What are Graph Databases - and Why Should I Care?? : "Graph Databases for Poets"

This is a very gentle introduction to the subject. The subtitle is inspired by university courses such as "Physics for Poets"! (if you're technically inclined, there's an alternate article for you.)

It has been said that "The language of physics (or of God) is math". On a similar note, it could be said that:

The language of the biological world - or of any subject or endeavor involving complexity - is networks ('meshes')

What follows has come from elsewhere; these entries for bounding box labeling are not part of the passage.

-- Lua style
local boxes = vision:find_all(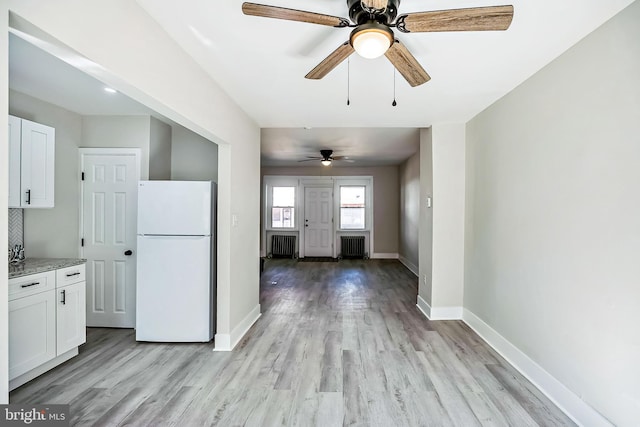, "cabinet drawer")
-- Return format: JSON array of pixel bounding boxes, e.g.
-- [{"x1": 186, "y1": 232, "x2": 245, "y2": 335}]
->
[
  {"x1": 56, "y1": 264, "x2": 85, "y2": 288},
  {"x1": 9, "y1": 271, "x2": 55, "y2": 301}
]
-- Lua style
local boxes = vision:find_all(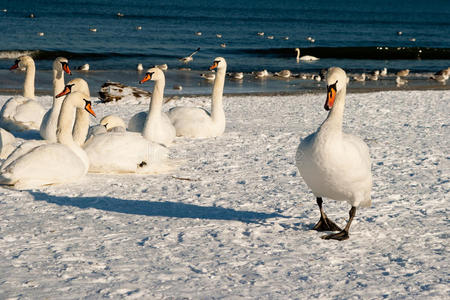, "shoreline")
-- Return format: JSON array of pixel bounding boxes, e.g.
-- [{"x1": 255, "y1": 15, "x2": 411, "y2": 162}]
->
[{"x1": 0, "y1": 85, "x2": 450, "y2": 98}]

What is a network? Think of it as the familiar 'friends of friends' diagram from social media.

Everywhere one turns in biology, there's a network – at the cellular level, tissue level, organ level, ecosystem level. The weather and other earth systems are networks. Human societal organization is a network. Electrical circuits, the Internet, our own brains... Networks are everywhere!

What can we do with networks, to better understand the world around us, or to create something that we need?

Broadly speaking, one approach is to measure and compute quantities; for example, how they vary with time. That's what happens in weather forecasting. And that's something I explore in a research project, Life123.science , on dynamical modeling. But that's another story.

In this article, we'll focus on another broad approach : looking at the parts of the network, and their interactions.

A powerful, relatively new - but not bleeding edge - tool to store, search and retrieve the complex web of information in networks is something called a Graph Database.

Disclaimer : "Some Restrictions Apply – Graph NOT included!"

Let's get something of out of the way : the word "graph" in the name, has NOTHING whatsoever to do with the familiar "math graphs" you loved/hated in grade school!

It so happens that in higher math, "graph" is a formal name for networks: "little circles connected by lines".

So, there's no "graph" (in the way non-mathematicians use the word) in Graph Databases!

This is a textbook lesson of what happens when the Marketing Department doesn't get consulted before naming a product!

ET Just Landed in a Small Town...

Let's get concrete! Imagine a small town, or perhaps a neighborhood where people have been around and tend to know each other.

Suppose you're a Cultural Anthropologist - or an Extraterrestrial! - who would like to develop a deep understanding of what that community is like. What kind of information would you be dealing with, and what does it look like?

Well, let's start with the people. Imagine we represent each person with a little ball in a diagram, and we attach to it some basic information specific to that person, such as their name, DOB, profession, marital status, current political affiliation, etc. Maybe not terribly exciting, is it? But things get far more interesting the moment we start exploring the connections among those people...

For example, who lives with whom - and we draw a line whenever two people share a household.

Or, who is married to whom - and, again, we draw a line.

And then we can go wild with this! For example, who knows whom? Who is relatives with whom? Who is friends with whom? Who lusts after whom? Has gone to school with whom? Works for whom? Etc., etc. Correspondingly, draw lines between people, labeling those lines with the name of the relationship, such as "lives with", "works for", "has gone to school with", etc.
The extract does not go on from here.